The three salient points any competent defense of Brady and the Patriots needs to address are these.
1. Did McNally and Jastremski do anything wrong? I.e., did they illegally tamper with the Patriots' footballs after the officials checked the balls? If the answer is no, then this issue is over. If, however, the answer is yes, move to point 2.
2. Did Tom Brady or Bill Belichick tell them to do it, or did they do it on their own? If the answer is no, TB or BB didn't direct or ask them to do it, then the discipline goes to these two guys and maybe the organization as a whole should take a small hit as well, since they are ultimately responsible for their employees. But Brady should get nothing. If the answer is yes, TB and/or BB were involved, move to point 3.
3. What should the punishment for TB and/or BB be? We can factor in issues like "cooperation" and "repeat offenders" if the situation actually warrants.
My replies to these questions.
1. There is certainly a little suspicious evidence that suggests that McNally and/or Jastremski *MIGHT* have done something illegal with the balls. But the fact of the matter is, when Walt Anderson's memory is approached consistently, the use of the logo gauge tells us that the Patriots' footballs were perfectly consistent with what the laws of physics tells us they *should* be given the conditions and initial measurements. So if they tampered, there's really no evidence of it. Occam's Razor tells us not to multiply entities unnecessarily. If a natural cause is sufficient to explain a phenomenon, we don't need to attribute anything else, unless there's overwhelming evidence to the contrary. There certainly is nothing resembling overwhelming evidence, and a natural explanation works perfectly fine. So it's actually more probable than not that they didn't do anything against the rules here.
2. There certainly is NO evidence AT ALL that Brady or Belichick had anything to do with this. In fact, the direct evidence we do have vis-a-vis Brady is that he was crystal clear that he wanted the footballs at 12.5psi. Never do they refer to him wanting it lower than that. Never does Brady mention any number below that. Never. Ever. The Wells report, after 103 days and 243 pages, could only claim that it is more probable than not that Brady had a "general awareness" of the actions of McNally and Jastremski. That's it.
3. As we've discussed, the penalty meted out to Brady and the Patriots wasn't even CLOSE to what the rulebook or precedent called for. Again:
- Tampering with the football? The Chargers got no penalty. The Panthers got no penalty. The Vikings got no penalty. The rulebook only calls for a $25k fine.
- Not cooperating? Favre got $50k. The Chargers got $20k. New Orleans cooperated fully and still got hammered. This is a non-issue.

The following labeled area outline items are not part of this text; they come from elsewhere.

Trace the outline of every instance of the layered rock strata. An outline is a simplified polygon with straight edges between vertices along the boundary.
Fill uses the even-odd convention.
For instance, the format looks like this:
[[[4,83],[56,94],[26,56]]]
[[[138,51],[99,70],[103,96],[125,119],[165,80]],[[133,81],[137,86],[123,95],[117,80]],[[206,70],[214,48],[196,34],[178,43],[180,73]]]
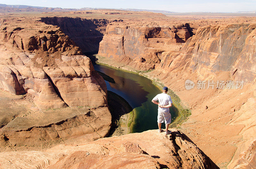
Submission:
[[[32,94],[44,109],[106,105],[106,84],[90,59],[59,28],[39,23],[2,24],[1,88]]]
[[[2,152],[0,163],[14,168],[218,168],[184,134],[172,131],[168,136],[149,130],[88,143],[60,145],[44,152]]]

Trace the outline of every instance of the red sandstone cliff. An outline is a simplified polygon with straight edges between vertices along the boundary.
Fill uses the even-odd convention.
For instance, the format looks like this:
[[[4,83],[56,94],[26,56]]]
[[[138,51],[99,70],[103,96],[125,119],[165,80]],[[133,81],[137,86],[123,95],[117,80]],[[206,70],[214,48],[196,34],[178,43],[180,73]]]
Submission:
[[[154,69],[163,52],[179,50],[193,35],[191,29],[187,24],[171,27],[110,24],[100,43],[98,54],[135,69]]]
[[[34,95],[43,108],[107,104],[103,79],[59,28],[38,21],[27,25],[6,21],[1,26],[1,88]]]
[[[195,32],[193,30],[195,34],[187,38],[187,27],[179,34],[178,30],[176,36],[170,33],[171,28],[166,32],[165,26],[110,24],[100,43],[99,55],[110,58],[107,63],[126,70],[155,69],[146,75],[164,83],[192,109],[191,116],[182,126],[197,145],[220,166],[229,163],[236,152],[228,167],[250,168],[255,166],[255,160],[252,133],[255,128],[252,122],[255,106],[252,103],[256,93],[256,31],[255,24],[242,23],[245,19],[234,19],[239,23],[220,20],[197,27]],[[148,36],[149,32],[153,35]],[[177,40],[178,37],[183,40]],[[199,90],[196,86],[188,91],[184,87],[188,79],[196,85],[199,80],[243,80],[247,85],[243,90]]]
[[[60,27],[36,18],[1,21],[0,88],[27,93],[32,102],[20,100],[19,107],[11,100],[10,111],[20,110],[3,110],[1,151],[44,149],[107,136],[111,117],[106,83],[79,48]],[[68,106],[73,107],[63,108]]]

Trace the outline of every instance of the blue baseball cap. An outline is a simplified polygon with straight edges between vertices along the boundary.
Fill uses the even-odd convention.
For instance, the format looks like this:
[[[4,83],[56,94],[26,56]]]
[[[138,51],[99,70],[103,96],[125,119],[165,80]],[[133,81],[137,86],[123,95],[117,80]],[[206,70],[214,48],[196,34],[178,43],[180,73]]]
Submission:
[[[166,91],[168,91],[168,88],[167,87],[164,86],[163,88],[163,90],[166,90]]]

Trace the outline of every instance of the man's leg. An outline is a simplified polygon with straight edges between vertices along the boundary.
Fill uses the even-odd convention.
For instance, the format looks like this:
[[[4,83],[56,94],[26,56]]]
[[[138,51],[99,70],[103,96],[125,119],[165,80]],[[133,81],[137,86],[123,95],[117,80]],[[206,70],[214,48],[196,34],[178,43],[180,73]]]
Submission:
[[[172,121],[172,116],[170,113],[170,111],[165,112],[164,114],[164,122],[165,123],[165,131],[168,131],[168,128],[171,124]]]
[[[170,125],[170,123],[165,124],[165,131],[167,132],[168,131],[168,129],[169,128],[169,126]]]
[[[163,114],[163,113],[158,111],[157,115],[157,125],[158,125],[158,128],[159,128],[158,131],[159,132],[161,132],[162,131],[161,126],[162,125],[162,123],[163,123],[164,121],[164,116]]]
[[[158,124],[158,128],[159,128],[159,130],[161,130],[161,126],[162,125],[162,123],[157,123],[157,124]]]

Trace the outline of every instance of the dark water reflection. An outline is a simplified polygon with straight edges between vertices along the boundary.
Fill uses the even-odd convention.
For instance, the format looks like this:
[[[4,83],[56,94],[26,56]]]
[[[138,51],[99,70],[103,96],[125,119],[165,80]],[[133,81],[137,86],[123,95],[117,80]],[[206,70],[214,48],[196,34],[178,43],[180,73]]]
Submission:
[[[94,69],[114,79],[115,84],[105,81],[108,90],[124,98],[133,109],[134,117],[131,132],[157,129],[157,106],[151,101],[161,91],[148,79],[137,74],[104,65],[94,65]],[[175,114],[170,109],[172,117]],[[164,126],[163,126],[164,127]]]

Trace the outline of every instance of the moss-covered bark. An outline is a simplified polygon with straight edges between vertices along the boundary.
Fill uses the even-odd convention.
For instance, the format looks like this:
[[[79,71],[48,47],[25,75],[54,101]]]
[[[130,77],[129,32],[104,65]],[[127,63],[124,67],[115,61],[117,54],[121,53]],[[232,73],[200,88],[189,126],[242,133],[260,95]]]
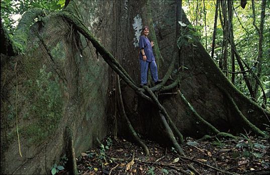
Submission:
[[[158,3],[163,8],[157,9]],[[123,128],[132,126],[133,136],[138,133],[160,142],[168,140],[183,154],[179,146],[182,134],[184,136],[231,136],[225,133],[229,129],[230,134],[237,134],[246,126],[263,128],[262,124],[269,122],[269,112],[231,84],[199,42],[195,43],[197,47],[185,46],[181,50],[183,66],[188,69],[175,65],[175,48],[165,46],[175,44],[172,42],[175,40],[175,16],[169,14],[175,5],[167,1],[71,1],[65,10],[44,18],[42,24],[37,22],[31,28],[33,34],[26,42],[25,55],[11,62],[6,61],[9,57],[1,56],[4,63],[1,69],[2,126],[5,124],[1,128],[1,136],[1,136],[1,148],[5,148],[1,150],[2,172],[49,174],[52,164],[68,153],[75,174],[74,157],[110,130],[108,120],[113,120],[113,114],[109,112],[114,102],[109,102],[117,94],[109,66],[122,78],[122,111],[125,108],[129,119],[129,122],[118,121],[123,126],[119,134],[125,135]],[[149,8],[151,13],[146,12]],[[163,12],[165,16],[160,15]],[[165,34],[169,38],[165,42],[160,34],[156,39],[152,36],[157,60],[162,60],[162,54],[164,62],[159,64],[159,70],[165,76],[163,82],[151,88],[137,86],[138,50],[133,40],[136,28],[132,27],[135,16],[142,18],[143,26],[150,26],[152,34],[160,30],[163,39]],[[189,24],[185,16],[183,19]],[[165,28],[156,23],[164,20],[168,22]],[[24,44],[24,38],[16,40]],[[16,80],[18,86],[14,85]],[[11,136],[15,133],[16,88],[22,158],[18,156],[17,140]],[[175,94],[178,90],[181,92],[174,96],[159,96],[160,92]],[[158,109],[161,114],[157,120]],[[44,134],[46,136],[41,136]],[[35,136],[39,140],[35,140]],[[3,142],[7,145],[3,146]]]

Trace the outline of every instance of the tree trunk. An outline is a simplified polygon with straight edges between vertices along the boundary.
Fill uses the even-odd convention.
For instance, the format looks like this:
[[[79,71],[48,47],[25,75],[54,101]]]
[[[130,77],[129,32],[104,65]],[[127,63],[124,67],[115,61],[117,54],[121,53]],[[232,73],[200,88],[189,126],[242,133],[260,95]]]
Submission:
[[[166,90],[173,81],[178,84],[177,74],[170,74],[172,78],[165,84],[146,90],[136,86],[140,84],[138,36],[143,26],[149,26],[156,44],[159,77],[170,65],[176,72],[179,68],[170,64],[177,56],[171,46],[176,44],[175,12],[170,10],[176,4],[149,2],[70,1],[66,10],[49,14],[31,28],[24,54],[1,54],[2,174],[49,174],[64,154],[73,161],[70,172],[76,173],[74,156],[113,131],[115,117],[118,134],[132,138],[126,132],[127,120],[113,116],[113,97],[119,96],[116,89],[122,90],[122,104],[134,130],[164,145],[178,145],[168,137],[168,132],[179,136],[173,125],[184,136],[196,138],[229,130],[236,134],[244,129],[263,135],[253,124],[259,128],[269,124],[269,112],[238,90],[198,42],[193,50],[190,46],[181,50],[188,69],[181,72],[181,88],[167,90],[177,94],[159,96],[161,86]],[[183,22],[190,24],[183,16]],[[161,22],[165,22],[160,28],[163,40],[155,38],[155,27]],[[121,88],[112,83],[115,76],[108,64],[121,78]],[[155,103],[145,100],[152,96],[158,98]]]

- Repeat offender? The Jets were disciplined by the NFL three times from 2010-2015, and the lightest penalty they were given was for the last one (the Revis tampering). Denver was a multiple time offender and were hit with a total penalty of $100,000 for their own Spygate infraction in 2010. And that Spygate infraction was worse than what NE did, AND it came just three years after the Patriots' issue, so you'd think that the league would come down very hard on them for that. Nope.

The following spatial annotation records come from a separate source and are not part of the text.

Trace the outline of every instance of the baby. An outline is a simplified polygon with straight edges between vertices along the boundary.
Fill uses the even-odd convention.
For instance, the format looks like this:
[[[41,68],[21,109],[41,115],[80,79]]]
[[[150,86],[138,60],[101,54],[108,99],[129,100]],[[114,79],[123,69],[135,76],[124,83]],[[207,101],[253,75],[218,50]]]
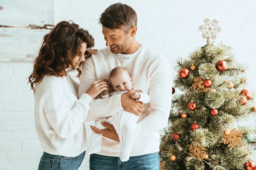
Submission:
[[[106,99],[118,94],[124,94],[132,90],[132,77],[125,68],[117,67],[113,69],[109,74],[109,80],[114,91],[109,94],[109,90],[104,91],[102,99]],[[133,89],[136,90],[136,89]],[[149,102],[149,96],[145,93],[133,93],[131,97],[144,103]],[[118,135],[121,151],[120,159],[124,162],[129,160],[130,153],[135,139],[137,121],[139,116],[122,109],[112,116],[99,120],[94,127],[99,129],[106,129],[100,123],[105,121],[112,124]],[[86,151],[87,154],[92,154],[101,150],[102,135],[93,132],[90,142]]]

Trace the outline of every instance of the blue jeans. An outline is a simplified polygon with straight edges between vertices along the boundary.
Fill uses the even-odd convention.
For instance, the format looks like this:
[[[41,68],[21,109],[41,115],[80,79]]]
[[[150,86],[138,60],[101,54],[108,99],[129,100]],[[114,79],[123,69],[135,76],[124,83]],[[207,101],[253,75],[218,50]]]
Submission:
[[[158,153],[131,156],[126,162],[118,157],[93,154],[90,157],[90,170],[160,170]]]
[[[67,157],[44,152],[38,170],[76,170],[81,165],[85,154],[84,151],[77,156]]]

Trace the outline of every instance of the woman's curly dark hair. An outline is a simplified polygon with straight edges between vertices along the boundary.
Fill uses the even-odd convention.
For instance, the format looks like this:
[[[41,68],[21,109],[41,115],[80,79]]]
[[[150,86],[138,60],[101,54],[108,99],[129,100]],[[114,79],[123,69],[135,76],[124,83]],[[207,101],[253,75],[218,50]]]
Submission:
[[[76,69],[73,60],[79,55],[81,57],[81,48],[83,42],[86,43],[87,48],[94,46],[94,39],[89,32],[72,21],[60,22],[44,36],[38,56],[34,62],[33,71],[29,77],[28,83],[31,83],[34,92],[35,84],[41,82],[44,76],[62,77],[67,76],[68,73],[65,69],[70,66],[71,70]],[[91,56],[86,51],[85,61]],[[84,62],[81,62],[79,66],[83,65]],[[79,68],[76,70],[79,76],[81,71]]]

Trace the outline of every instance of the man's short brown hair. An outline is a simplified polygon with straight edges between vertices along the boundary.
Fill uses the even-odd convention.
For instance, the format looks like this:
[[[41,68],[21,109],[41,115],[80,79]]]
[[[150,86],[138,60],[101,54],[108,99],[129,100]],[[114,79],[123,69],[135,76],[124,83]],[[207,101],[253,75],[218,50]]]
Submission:
[[[111,5],[100,15],[99,23],[109,29],[122,28],[127,34],[137,26],[137,14],[131,6],[118,3]]]

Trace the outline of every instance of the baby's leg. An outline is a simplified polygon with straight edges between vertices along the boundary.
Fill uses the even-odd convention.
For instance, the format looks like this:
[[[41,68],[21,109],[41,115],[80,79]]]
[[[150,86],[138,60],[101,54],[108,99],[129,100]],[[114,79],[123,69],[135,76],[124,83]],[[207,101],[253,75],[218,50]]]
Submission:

In other words, no matter how you slice it, the Pats got hammered WAY, WAY outside the bounds of what's reasonable. Tagliabue made this point to Goodell in the Saints' case a few years ago. There was just no justification for Goodell's punishments. Just as there's no justification for these as well.
Any semi-competent judge should see these points clearly. And a fully competent judge will see how this was a railroad job from the beginning, and will issue discipline to the NFL for how they've handled this. The entire thing could have been stopped right at the beginning if Goodell had said, look, the readings of both teams' footballs were consistent with the laws of physics, the whole issue would have gone away.